CAD: OPEC noise to weigh as bullish optimism fades

  • A small miss in both Canadian job gains and the Ivey PMI has added to the fading CAD optimism. We see scope for a bigger USD/CAD correction higher as markets have got ahead of themselves in pricing an extensive BoC hiking cycle. Lower short-term CAD rates would fuel a move back to 1.27-1.28.
  • The domestic calendar in the week ahead is sparse, with only housing data to note. CAD vulnerable to noise around the OPEC meeting (Mon-Tue) - but oil stuck in the $45-$55/bbl range won't be a big catalyst for the pair.

European FX: CHF looking a bit leave it

CHF: Soft CPI to support SNB's dovish stance

  • It looks as though option market activity might have been the key driver behind the EUR/CHF move to 1.15, yet we have been arguing for a while that foreigners may not need to hold so many CHF - now that Europe is in better shape. A big decline in CHF sight deposits (Mon) would support this.
  • Monday also sees July CPI data, expected  at just 0.3% YoY. We reiterate that the SNB can defend its super-loose policy given low inflation and softish growth, and will patiently wait for the ECB to drive EUR/CHF higher.  

SEK: Stuck around 9.60

  • EUR/SEK should remain stuck around the 9.60 level throughout the week. Swedish Jun IP (Thu) should correct from the previous months high levels but as this is broadly expected, the impact on SEK should be muted.
  • EUR/SEK has been so far resilient to any spill-overs from the ECB QE expectations and this should remain unchanged. Swedish average house prices are set to remain high in Jun (Thu), but with Riksbank preferring to lean against SEK strength the impact on SEK should be non-existent.

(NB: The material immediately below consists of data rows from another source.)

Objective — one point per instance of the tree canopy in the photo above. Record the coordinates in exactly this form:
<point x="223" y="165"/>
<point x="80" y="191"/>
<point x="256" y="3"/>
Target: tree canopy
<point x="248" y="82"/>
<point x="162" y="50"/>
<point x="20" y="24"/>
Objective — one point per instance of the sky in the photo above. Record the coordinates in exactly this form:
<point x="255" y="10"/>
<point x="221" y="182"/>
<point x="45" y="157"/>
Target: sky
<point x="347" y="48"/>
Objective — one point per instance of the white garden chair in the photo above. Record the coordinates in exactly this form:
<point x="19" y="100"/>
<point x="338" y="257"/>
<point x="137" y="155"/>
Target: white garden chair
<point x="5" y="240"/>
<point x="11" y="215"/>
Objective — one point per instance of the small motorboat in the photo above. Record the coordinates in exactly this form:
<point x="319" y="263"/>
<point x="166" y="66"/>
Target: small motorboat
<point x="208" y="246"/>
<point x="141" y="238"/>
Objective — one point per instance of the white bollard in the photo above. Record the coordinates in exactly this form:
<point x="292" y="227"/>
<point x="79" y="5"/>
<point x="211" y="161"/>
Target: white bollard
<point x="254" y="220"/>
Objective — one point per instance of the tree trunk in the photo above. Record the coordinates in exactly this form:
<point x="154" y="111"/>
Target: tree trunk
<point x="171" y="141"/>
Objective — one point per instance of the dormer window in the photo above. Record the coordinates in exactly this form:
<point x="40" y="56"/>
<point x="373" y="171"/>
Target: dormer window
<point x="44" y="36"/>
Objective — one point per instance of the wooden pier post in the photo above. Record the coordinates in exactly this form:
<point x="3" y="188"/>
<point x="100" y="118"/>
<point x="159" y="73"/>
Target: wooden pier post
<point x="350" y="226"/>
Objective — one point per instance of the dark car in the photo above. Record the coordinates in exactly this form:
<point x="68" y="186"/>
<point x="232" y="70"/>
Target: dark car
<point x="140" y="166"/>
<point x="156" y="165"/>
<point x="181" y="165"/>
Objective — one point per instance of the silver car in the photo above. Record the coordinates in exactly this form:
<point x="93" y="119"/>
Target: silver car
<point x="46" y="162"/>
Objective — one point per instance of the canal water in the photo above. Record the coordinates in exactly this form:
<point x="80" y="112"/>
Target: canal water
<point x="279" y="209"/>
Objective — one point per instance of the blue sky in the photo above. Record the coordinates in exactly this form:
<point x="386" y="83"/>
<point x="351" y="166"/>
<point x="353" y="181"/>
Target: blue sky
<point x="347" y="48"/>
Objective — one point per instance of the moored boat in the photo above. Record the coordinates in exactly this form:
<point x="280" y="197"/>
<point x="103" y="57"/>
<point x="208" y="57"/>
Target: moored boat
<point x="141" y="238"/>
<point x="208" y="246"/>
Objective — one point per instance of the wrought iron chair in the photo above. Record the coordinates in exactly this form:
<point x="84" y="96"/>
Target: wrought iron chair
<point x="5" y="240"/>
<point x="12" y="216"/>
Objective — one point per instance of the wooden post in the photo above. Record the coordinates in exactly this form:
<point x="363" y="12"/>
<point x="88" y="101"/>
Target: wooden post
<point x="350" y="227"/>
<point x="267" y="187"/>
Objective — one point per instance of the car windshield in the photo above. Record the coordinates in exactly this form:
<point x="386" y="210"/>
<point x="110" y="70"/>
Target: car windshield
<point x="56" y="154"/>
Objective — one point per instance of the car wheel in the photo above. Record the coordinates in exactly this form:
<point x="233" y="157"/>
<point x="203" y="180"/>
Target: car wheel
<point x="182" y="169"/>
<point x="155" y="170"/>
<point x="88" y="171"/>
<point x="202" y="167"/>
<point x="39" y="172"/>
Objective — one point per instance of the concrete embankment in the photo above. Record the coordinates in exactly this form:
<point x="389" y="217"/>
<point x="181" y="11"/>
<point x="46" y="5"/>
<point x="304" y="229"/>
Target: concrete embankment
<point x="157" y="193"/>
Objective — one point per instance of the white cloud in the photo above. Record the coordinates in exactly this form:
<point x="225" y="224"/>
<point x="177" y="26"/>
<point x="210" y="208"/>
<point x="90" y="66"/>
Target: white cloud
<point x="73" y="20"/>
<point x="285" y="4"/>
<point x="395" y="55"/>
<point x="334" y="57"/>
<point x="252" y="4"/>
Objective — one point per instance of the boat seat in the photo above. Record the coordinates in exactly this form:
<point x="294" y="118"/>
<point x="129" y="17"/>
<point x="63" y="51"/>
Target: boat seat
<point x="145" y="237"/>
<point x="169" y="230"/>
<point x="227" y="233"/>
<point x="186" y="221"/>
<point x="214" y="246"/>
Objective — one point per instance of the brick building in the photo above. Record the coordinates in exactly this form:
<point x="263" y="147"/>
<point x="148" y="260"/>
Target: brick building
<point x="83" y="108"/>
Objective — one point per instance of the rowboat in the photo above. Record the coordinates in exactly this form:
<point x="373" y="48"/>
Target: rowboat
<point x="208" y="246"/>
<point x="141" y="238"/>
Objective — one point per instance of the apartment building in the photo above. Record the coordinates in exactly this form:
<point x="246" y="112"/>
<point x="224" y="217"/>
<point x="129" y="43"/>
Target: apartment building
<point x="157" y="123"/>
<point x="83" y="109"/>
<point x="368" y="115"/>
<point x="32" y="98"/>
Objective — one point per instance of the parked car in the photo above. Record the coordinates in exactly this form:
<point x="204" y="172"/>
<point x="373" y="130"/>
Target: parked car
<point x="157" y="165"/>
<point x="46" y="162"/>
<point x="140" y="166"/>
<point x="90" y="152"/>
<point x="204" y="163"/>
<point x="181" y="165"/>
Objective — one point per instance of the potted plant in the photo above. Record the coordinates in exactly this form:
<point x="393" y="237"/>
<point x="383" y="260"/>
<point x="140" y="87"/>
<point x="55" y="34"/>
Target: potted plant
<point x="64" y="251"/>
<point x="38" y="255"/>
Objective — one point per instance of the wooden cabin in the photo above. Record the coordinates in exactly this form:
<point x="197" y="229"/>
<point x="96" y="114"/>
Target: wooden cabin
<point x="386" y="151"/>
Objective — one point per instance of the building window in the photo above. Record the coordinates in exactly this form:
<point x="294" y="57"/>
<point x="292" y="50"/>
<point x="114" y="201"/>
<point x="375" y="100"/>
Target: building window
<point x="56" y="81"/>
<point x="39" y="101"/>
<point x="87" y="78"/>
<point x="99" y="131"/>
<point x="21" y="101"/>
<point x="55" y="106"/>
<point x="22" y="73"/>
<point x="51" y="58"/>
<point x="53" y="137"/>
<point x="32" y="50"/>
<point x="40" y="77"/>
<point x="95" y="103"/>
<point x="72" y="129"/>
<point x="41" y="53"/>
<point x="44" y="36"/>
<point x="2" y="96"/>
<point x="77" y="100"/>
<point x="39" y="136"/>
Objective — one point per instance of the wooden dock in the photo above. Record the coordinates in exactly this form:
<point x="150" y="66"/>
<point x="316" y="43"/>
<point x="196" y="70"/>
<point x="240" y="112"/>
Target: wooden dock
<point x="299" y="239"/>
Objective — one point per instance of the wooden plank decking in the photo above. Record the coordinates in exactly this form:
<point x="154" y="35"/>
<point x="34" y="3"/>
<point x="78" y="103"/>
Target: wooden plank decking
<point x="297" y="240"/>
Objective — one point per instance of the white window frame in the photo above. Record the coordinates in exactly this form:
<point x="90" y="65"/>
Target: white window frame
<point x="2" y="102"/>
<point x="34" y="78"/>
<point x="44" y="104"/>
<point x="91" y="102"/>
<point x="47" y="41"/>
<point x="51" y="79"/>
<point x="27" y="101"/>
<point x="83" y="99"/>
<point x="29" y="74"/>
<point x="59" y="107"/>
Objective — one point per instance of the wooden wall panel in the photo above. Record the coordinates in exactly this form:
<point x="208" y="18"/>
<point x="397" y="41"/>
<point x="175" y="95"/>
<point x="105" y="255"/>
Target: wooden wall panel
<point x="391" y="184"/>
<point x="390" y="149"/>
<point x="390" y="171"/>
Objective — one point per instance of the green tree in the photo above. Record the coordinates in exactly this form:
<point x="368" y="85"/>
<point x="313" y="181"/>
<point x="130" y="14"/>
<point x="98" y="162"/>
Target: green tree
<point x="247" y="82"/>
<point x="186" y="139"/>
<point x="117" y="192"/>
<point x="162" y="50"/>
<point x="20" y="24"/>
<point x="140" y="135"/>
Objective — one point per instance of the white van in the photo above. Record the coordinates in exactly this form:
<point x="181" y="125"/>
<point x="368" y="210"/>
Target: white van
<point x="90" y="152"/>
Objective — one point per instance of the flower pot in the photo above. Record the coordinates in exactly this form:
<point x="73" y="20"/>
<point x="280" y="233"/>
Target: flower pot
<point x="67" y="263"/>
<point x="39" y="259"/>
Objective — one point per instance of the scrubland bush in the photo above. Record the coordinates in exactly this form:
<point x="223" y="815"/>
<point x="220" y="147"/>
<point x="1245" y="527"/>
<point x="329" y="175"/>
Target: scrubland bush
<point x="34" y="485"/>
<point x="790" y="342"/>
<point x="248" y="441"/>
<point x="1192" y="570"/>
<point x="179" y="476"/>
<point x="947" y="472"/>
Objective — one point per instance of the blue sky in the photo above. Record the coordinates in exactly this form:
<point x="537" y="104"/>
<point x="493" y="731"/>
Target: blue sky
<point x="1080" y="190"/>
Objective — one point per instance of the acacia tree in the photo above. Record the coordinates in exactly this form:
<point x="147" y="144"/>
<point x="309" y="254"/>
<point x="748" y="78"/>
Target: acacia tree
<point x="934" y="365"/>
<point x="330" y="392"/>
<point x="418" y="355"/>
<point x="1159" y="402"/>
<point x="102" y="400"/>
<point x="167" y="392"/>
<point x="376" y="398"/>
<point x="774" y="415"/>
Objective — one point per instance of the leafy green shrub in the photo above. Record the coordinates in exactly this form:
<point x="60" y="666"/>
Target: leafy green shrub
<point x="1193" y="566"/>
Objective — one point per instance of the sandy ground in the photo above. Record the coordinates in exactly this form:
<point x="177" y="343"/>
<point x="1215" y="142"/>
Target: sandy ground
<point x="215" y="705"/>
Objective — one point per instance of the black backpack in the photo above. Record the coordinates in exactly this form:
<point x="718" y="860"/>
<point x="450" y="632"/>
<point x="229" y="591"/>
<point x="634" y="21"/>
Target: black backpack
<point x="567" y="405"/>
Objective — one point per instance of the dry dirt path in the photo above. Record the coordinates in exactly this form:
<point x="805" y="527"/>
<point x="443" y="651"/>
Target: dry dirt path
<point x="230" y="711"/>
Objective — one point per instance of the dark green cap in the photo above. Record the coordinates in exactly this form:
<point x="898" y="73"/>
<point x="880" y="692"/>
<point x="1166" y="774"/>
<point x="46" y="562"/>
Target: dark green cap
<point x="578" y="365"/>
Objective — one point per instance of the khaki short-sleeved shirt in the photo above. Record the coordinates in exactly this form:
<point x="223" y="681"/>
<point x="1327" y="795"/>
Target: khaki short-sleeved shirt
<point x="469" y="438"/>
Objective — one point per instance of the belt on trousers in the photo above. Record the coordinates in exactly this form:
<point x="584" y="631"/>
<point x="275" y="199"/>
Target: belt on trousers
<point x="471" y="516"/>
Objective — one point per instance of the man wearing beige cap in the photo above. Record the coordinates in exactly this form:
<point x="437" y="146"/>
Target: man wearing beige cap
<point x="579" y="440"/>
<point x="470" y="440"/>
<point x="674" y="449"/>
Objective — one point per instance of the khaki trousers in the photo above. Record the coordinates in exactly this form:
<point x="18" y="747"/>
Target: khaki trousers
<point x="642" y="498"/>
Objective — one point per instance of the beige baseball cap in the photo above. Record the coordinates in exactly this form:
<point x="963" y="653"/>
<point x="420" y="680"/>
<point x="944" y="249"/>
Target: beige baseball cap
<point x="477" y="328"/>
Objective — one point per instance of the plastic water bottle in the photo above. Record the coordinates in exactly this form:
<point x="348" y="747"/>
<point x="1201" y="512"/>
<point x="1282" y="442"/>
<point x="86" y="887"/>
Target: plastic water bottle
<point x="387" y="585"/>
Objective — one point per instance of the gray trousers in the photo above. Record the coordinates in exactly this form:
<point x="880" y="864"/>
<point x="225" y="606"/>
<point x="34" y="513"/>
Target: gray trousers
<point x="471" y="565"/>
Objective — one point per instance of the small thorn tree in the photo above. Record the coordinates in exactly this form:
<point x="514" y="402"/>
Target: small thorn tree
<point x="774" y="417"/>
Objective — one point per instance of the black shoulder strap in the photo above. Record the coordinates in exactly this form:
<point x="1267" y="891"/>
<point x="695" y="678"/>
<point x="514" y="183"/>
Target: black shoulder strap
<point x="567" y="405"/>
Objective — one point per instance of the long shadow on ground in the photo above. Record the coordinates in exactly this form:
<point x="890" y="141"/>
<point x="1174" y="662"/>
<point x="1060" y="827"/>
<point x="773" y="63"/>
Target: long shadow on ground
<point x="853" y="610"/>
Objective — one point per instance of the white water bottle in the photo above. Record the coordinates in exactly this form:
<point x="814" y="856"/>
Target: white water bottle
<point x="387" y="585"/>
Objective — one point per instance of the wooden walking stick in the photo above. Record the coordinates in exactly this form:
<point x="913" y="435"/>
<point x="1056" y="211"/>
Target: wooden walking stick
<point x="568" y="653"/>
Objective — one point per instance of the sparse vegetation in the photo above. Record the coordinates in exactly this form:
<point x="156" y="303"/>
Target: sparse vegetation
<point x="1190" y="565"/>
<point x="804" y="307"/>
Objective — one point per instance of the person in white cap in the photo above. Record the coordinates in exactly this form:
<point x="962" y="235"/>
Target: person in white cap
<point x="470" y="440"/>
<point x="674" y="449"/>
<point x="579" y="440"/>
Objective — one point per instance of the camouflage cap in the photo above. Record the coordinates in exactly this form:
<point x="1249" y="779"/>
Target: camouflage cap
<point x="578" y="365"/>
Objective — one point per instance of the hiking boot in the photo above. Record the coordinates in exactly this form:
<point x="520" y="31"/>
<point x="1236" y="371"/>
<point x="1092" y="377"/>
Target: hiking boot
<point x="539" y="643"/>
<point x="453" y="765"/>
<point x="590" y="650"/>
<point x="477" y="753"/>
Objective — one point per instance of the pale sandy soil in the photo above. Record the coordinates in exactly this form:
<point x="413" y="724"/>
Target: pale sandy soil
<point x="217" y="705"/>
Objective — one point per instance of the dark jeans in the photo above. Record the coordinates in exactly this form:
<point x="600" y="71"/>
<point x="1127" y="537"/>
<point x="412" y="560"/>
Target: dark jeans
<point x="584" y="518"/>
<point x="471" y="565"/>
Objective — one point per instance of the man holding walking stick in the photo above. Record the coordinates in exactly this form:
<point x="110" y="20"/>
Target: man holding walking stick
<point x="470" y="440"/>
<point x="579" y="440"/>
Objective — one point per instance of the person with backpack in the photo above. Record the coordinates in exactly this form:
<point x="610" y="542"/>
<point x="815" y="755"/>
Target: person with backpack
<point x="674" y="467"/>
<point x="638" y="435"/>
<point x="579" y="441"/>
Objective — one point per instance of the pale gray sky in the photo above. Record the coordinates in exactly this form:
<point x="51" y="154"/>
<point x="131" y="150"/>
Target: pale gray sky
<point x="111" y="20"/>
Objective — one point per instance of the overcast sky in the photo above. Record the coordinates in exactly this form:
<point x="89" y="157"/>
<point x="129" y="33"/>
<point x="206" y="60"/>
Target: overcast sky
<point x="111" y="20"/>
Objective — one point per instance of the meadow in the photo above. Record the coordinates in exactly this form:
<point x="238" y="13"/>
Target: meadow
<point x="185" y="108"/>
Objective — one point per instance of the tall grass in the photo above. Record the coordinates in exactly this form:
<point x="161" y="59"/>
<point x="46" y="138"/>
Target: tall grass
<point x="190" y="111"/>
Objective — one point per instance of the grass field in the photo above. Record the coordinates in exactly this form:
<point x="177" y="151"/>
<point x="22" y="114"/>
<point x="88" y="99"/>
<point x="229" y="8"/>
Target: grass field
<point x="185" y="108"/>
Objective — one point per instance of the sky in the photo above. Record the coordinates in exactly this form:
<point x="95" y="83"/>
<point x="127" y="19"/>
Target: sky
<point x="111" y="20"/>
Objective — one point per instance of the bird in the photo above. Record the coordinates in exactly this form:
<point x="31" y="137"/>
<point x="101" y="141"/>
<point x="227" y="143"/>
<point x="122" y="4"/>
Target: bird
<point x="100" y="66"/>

NOK: Drop in July CPI to weigh on NOK

  • While a further drop in Norway July headline and underlying CPI (Thu) is unlikely to bode well for NOK, we don’t expect it to meaningfully effect the NB’s reaction function. As the NB looked through the above target CPI period in 2015-16, it should look through the below target CPI now.
  • Still, the declining CPI poses an upside risk to EUR/NOK, particularly if the recent rebound in the oil price fades. EUR/NOK to test 9.4000 resistance this week.